6.2.2 Multi-Dimensional Arrays and HDF5 Data Storage
Topic Version | 1 | Published | 09/11/2015 | |
For Standard | RESQML v2.0.1 |
Each element of a multi-dimensional array within a representation must have a well-defined 1D index, to allow elements to be uniquely referenced for properties, geometry, data storage or any other purposes, e.g., subrepresentations. The data ordering is uniquely specified at the representation level and this ordering is inherited by the array constructions for points and geometry.
For example:
- For a 2D array (N1 x N2) with indices I1=0,…,N1-1 and I2=0,…,N2-1, then the 1D index is I1+N1*I2.
- For a 3D array (N1 x N2 x N3) with indices I1=0,…,N1-1, I2=0,…,N2-1 and I3=0,…,N3-1, then the 1D index is I1+N1*I2+N1*N2*I3.
This ordering choice is sometimes called “fastest to slowest”, with the first index in the equation varying the fastest, and the last index varying the slowest. RESQML is not restricted to 3D arrays, for example, the “faces per cell” on an IJK grid follow a 4D (6 x NI x NJ x NK) array indexing.
HDF5 Data Storage. When stored in HDF5, the data storage order is the RESQML index order. It is very important to understand this relationship between indexing and data storage within RESQML. Index order for the elements within a representation is specified by the schema documentation, and this data order is preserved in the HDF5 data storage. However, because of how the HDF5 array storage works, this means that an N1 x N2 RESQML array is stored as a N2*N1 HDF5 array (N1 fastest, N2 slowest). To avoid confusion, use of the words “first” and “last” needs to clearly distinguish between the RESQML index calculation and the HDF5 data storage context. The important point: when viewed as an equivalent 1D array, the HDF5 data storage ordering and the RESQML index ordering are identical.
NOTE: For a brief introduction on implementing HDF5 in RESQML, see 18 Appendix: HDF5 Implementation Overview .
Lattice Offsets. Geometry and properties use multi-dimensional lattice offset constructions for points and values, respectively. The ordering of the offsets follows the ordering of the indices in the multi-dimensional index calculation and hence is opposite to the ordering of the HDF5 data storage.
An example of the use of multi-dimensional arrays. The coordinate line nodes on a faulted grid, where N1=coordinateLineCount and N2=NKL. However, the dimensionality of an array may vary with context; for example, the coordinate lines themselves may be either a 1D or a 2D array. In the special case of an unfaulted grid, the coordinate lines are a 2D array indexed by NIL x NJL, and the coordinate line nodes are a 3D array indexed by NIL x NJL x NKL.
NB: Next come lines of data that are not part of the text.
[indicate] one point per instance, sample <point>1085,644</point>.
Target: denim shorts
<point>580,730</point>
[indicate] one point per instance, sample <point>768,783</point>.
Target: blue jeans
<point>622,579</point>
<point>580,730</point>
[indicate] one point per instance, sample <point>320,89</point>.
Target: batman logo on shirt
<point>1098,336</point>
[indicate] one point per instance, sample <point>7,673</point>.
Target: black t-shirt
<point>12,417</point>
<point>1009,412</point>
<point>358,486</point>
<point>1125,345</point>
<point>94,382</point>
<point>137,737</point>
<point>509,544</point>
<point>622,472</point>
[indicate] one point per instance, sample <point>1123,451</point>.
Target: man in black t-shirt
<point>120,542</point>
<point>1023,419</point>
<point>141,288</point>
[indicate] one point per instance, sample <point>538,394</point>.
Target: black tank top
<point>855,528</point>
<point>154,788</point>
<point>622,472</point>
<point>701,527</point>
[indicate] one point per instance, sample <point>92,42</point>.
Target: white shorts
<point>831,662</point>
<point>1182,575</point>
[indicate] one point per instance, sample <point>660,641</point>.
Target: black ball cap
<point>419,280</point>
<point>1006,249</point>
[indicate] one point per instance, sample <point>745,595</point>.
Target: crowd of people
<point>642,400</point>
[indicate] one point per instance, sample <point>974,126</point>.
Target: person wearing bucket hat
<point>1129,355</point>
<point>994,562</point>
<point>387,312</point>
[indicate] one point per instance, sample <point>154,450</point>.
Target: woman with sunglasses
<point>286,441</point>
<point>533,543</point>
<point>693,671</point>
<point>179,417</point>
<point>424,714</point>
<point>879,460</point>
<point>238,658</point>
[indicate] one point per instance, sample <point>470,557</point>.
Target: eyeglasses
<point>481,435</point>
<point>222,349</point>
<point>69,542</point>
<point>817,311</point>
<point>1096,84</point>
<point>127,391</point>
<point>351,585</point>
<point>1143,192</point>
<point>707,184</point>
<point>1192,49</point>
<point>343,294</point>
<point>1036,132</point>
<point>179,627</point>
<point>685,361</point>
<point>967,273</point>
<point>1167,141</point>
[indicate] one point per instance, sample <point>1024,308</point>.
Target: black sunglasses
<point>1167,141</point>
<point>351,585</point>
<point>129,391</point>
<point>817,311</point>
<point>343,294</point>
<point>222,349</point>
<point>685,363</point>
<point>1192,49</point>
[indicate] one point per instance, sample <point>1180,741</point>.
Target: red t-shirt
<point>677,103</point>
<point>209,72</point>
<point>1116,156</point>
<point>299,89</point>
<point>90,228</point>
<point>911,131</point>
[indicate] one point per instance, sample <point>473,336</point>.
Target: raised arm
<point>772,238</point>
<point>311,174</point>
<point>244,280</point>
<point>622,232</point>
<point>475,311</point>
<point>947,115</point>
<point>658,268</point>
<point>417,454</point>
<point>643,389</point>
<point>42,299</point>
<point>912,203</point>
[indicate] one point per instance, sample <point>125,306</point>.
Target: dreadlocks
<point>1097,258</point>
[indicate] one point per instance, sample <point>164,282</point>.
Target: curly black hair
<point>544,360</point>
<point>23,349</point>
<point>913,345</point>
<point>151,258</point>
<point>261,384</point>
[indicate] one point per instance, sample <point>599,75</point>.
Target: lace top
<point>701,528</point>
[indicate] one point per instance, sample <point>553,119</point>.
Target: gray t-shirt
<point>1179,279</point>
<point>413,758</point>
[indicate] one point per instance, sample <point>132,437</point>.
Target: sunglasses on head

Lists. When points or multi-dimensional (count>1) property values are stored in HDF5, this introduces an additional dimension, which is always the fastest. For example:
- An N dimensional array of points3d is stored as an N*3 HDF5 array of coordinates.
- Alternatively, an N dimensional array of points2d, is stored as an N*2 HDF5 array of coordinates.
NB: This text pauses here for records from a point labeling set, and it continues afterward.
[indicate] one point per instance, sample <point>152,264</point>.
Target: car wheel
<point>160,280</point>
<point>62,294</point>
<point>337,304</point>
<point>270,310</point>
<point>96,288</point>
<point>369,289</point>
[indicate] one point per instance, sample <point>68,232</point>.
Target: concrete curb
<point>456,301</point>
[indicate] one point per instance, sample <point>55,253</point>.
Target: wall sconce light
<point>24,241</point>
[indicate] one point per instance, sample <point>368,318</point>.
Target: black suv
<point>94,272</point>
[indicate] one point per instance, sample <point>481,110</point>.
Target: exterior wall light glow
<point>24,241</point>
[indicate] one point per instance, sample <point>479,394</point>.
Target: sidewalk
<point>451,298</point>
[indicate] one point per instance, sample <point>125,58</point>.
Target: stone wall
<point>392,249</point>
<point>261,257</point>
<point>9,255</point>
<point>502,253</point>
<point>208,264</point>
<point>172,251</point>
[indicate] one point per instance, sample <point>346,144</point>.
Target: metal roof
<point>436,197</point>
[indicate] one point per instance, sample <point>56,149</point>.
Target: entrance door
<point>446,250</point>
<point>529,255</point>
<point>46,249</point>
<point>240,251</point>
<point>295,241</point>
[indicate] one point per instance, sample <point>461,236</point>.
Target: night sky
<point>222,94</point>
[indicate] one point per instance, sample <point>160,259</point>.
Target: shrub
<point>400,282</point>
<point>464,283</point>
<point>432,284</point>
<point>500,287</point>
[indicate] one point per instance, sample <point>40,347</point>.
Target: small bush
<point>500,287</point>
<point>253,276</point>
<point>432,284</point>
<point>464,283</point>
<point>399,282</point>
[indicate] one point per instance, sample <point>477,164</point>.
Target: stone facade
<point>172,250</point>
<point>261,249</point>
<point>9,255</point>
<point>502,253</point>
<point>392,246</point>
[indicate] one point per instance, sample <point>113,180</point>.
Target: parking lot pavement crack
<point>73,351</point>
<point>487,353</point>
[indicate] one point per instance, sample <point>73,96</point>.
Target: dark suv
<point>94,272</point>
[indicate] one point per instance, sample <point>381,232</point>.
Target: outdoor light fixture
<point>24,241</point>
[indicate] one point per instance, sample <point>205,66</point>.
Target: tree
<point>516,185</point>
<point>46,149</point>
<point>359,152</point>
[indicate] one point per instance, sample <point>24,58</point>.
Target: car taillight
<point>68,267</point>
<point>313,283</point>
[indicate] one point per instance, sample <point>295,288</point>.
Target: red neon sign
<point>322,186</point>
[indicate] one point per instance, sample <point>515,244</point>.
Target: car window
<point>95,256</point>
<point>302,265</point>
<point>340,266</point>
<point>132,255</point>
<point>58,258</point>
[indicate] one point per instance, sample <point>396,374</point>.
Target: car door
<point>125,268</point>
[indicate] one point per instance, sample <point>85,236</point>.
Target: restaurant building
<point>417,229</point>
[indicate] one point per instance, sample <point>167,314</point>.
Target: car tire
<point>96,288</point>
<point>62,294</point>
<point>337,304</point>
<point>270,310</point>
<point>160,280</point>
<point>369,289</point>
- An array of facies proportion curves, (count>1), is stored as an N*count HDF5 array of values.
BUSINESS RULE: To facilitate data validation and hyper-slabbing of the data, RESQML requires that data be stored with the maximum dimensionality possible. For the example of coordinate line nodes given earlier, this rule implies that instead of always using a 2D array format, which is possible, that a 3D array format is used for an unfaulted grid.